Motor traders said this was because of a time lag between vehicle deregistrations and certificate of entitlement (COE) allocation. For instance, the February-April 2016 COE quota is based on vehicles scrapped in October-December 2015.
"The current allowable growth rate of 0.25 per cent is not big enough to offset this lag," said Mr Ron Lim, general manager of Nissan agent Tan Chong Motor.
And as part of the COE quota is based on vehicle population, a shrinking population would have a negative impact on the number of COEs available, he added.
The LTA, however, said the shrinkage was "temporary" but would not say when it would end.
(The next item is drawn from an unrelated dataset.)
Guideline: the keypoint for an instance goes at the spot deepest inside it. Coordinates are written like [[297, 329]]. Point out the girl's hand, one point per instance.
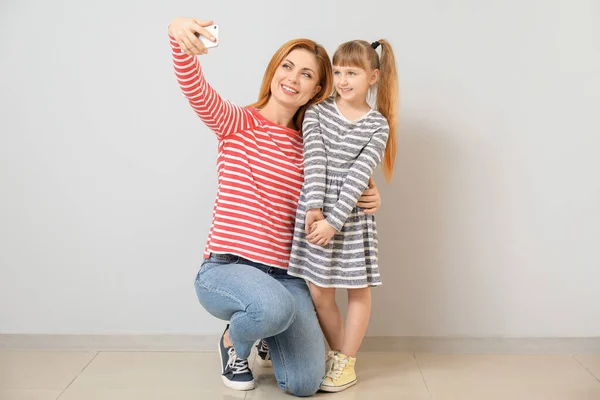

Observers said this could happen within the next two years, when the COE supply, fuelled by record deregistrations, is expected to explode.
Experts reckon the car population shrinkage is in line with the Government's "car-lite" push.
National University of Singapore transport researcher Lee Der-Horng said: "With the increasing connectivity of public transport, I think residents should make the move to be less reliant on cars."
Dr Walter Theseira, an economist at SIM University, said Singapore can dilute the demand for cars by improving public transport and promoting telecommuting.
He added that, with the next-generation Electronic Road Pricing system, car usage - the cause of congestion - can be regulated more effectively.
"If driving is expensive, even if ownership is not, people will choose to use other means of transport," he said.
Nanyang Business School adjunct associate professor Zafar Momin said any policy change should weigh the value of being equitable versus the value of providing efficiency for Singaporeans.
"Providing access to car ownership to those who need it the most should be at the heart of designing any policy mechanism to achieve a balance between the two."